In SCRUM, what is going to be built is considered during user story creation. That’s the “early” part. A close relationship with the Product Owner is critical to get security user stories onto the backlog and critical during user story prioritization. And, the security person should be familiar with any existing architecture during user story creation. That way, security can be considered in context and not ivory tower.

I’ve seen security develop a basic set of user stories that fit a particular class or type of project. These can be templated and simply added in at the beginning, perhaps tweaked for local variation.

At the beginning of each Sprint, stories are chosen for development from out of the back log, During this process, considerable design takes place. Make security an integral part of that process, either through direct participation or by proxy.

Really, in my experience, all the key voices should be a part of this selection and refinement process. Quality people can offer why a paticular approach is easier to test, architects can offer whether a story has been accounted for in the architecture, etc. Security is one of the important voices, but certainly not the only one.

Security experts need to make themselves available throughout a Sprint to answer questions about implementation details, the correct way to securely build each user story under development.  Partnership. Help SCRUM members be security “eyes and ears” on the ground.

Finally, since writing secure code is very much a discipline and practice, appropriate testing and vulnerability assurance steps need to be a part of every sprint. I think that these need to be part of Definition of Done.

Everyone is involved in security in Agile. Security folk can’t toss security “over the wall” and expect secure results. We have to get our hands dirty, get some implementation grease under the proverbial fingernails in order to earn the trust of the SCRUM teams.

Trust and collaboration are success factors, but these are also security factors.

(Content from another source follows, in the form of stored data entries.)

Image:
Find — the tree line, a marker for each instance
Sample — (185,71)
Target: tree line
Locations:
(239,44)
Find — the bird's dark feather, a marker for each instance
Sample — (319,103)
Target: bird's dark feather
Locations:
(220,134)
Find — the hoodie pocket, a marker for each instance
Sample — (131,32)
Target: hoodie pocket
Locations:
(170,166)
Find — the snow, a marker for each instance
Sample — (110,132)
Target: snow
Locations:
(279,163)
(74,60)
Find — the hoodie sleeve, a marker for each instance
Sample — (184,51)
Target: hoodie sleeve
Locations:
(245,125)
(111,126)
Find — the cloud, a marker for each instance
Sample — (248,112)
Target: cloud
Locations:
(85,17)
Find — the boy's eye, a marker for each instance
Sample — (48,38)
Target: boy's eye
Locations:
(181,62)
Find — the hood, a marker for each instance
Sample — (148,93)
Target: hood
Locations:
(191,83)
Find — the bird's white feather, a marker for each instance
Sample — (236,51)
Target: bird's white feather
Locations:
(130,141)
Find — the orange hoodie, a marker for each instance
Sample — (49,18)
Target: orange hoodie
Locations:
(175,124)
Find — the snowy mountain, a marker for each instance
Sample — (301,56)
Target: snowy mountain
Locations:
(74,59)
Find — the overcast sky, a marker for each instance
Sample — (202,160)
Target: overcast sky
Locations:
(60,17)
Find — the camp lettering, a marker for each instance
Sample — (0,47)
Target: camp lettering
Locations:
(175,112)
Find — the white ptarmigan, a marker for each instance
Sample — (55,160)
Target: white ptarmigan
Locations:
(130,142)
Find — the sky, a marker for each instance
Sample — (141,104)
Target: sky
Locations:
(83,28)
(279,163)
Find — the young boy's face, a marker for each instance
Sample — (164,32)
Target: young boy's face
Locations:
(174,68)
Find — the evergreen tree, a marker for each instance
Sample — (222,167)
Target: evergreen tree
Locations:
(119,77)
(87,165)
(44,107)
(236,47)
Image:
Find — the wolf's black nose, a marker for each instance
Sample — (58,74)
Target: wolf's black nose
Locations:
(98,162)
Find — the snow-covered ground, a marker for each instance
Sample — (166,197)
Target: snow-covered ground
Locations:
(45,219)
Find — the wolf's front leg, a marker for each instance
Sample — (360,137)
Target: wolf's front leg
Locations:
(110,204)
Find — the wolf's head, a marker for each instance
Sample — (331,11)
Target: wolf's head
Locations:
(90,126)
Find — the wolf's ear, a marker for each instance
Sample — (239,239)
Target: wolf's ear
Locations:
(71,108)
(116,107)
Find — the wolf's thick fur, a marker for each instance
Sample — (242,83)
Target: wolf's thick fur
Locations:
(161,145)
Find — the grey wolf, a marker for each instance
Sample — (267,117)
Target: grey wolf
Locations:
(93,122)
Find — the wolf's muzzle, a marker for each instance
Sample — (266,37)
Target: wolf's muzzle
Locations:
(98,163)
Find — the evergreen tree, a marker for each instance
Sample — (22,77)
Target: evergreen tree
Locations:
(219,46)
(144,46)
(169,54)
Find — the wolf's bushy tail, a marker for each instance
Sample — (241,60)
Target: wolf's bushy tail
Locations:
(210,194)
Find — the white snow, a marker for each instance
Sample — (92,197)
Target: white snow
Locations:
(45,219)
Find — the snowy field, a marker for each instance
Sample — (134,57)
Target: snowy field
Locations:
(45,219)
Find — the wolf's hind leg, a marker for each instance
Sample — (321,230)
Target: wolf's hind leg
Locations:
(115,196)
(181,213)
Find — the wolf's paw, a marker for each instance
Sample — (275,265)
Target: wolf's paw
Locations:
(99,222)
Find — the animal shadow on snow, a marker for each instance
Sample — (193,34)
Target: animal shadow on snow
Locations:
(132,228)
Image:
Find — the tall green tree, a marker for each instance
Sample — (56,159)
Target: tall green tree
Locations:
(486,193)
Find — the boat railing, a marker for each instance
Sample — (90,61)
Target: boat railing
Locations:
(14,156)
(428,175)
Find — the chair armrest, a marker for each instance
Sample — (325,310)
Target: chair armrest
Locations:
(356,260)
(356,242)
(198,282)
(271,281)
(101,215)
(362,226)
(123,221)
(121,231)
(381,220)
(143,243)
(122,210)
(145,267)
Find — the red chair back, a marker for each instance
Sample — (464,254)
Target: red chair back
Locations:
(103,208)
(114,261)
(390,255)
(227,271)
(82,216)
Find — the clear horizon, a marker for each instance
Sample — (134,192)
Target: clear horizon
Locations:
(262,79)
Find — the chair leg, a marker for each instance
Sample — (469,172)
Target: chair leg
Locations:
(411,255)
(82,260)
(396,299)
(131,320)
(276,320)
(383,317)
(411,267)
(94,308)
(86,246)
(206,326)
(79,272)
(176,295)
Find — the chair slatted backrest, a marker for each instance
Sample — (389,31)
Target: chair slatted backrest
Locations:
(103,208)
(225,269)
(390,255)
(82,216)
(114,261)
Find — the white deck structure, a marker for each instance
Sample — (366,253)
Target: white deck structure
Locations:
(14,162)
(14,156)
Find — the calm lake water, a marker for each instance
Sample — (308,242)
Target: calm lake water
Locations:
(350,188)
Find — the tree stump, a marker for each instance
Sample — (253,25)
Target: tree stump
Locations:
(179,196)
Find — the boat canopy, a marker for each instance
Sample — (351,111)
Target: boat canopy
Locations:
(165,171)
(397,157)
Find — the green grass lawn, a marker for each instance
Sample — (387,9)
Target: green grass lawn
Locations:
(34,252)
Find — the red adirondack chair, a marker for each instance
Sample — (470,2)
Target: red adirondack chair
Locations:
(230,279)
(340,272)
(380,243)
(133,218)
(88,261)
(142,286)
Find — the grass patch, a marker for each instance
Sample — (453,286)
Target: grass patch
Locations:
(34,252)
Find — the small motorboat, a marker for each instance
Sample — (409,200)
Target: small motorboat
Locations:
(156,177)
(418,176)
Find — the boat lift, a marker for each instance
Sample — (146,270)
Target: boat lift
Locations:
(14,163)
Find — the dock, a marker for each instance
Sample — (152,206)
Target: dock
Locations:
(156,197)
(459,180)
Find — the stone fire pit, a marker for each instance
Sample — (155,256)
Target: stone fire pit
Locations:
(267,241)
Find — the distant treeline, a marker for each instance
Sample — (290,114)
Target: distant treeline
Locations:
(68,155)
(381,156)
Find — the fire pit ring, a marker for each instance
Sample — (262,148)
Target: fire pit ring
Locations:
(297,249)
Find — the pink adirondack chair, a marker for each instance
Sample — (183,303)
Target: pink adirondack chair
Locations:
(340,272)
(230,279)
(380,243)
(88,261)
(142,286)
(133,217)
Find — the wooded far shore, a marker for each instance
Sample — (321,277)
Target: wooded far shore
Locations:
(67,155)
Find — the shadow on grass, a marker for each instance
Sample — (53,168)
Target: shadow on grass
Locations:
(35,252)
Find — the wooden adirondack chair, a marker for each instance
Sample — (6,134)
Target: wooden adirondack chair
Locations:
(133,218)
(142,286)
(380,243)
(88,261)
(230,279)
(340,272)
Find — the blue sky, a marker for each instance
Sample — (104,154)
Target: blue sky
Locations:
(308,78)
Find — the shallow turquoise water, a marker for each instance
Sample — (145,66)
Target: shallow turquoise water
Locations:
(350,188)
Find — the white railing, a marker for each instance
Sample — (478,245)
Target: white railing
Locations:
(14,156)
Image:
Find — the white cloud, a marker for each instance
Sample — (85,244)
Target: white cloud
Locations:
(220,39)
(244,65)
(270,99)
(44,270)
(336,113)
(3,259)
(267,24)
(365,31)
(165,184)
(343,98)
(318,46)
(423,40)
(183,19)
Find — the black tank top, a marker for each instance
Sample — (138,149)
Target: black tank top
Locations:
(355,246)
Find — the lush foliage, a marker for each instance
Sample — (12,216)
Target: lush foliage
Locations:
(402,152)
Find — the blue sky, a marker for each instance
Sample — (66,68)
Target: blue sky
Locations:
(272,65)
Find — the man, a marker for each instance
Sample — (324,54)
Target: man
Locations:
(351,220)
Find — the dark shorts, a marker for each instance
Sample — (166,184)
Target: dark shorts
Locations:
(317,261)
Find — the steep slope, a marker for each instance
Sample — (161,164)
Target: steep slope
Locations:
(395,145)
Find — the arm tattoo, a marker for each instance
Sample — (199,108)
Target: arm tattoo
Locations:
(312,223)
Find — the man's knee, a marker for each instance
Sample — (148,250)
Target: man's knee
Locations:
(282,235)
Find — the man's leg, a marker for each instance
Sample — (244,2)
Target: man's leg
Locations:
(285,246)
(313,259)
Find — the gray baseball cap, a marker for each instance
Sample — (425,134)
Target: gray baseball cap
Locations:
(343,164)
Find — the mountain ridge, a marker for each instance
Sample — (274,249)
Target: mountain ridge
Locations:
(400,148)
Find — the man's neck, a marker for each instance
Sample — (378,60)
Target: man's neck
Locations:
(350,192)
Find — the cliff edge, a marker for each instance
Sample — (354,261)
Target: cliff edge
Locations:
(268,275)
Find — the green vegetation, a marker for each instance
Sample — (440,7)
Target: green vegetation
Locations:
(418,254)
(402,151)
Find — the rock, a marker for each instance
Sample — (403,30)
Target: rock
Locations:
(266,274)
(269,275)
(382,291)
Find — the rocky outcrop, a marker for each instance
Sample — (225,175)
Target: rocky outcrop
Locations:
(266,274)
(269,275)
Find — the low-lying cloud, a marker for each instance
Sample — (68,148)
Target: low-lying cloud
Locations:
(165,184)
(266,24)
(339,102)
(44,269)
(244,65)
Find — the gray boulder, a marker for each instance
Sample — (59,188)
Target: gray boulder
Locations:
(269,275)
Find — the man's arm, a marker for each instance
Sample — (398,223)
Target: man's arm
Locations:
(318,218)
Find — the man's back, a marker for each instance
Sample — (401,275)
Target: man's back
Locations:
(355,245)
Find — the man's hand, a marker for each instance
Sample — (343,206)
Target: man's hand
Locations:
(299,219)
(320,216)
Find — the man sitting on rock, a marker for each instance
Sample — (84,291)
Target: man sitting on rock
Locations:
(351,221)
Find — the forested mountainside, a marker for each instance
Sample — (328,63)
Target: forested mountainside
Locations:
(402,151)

If the entire team are considering security throughout the process, they can at the very least call for help when there is any question. In my experience, over time, many teams will develop their team security expertise, allowing them to be far more self-sufficient – which is part of the essence of Agile.

Us security folk are going to have to give up control and instead become collaborators, partners. I don’t always get security built the way that I might think about it, but it gets built in. And, I learn lots of interesting, creative, innovative approaches from my colleagues along the way.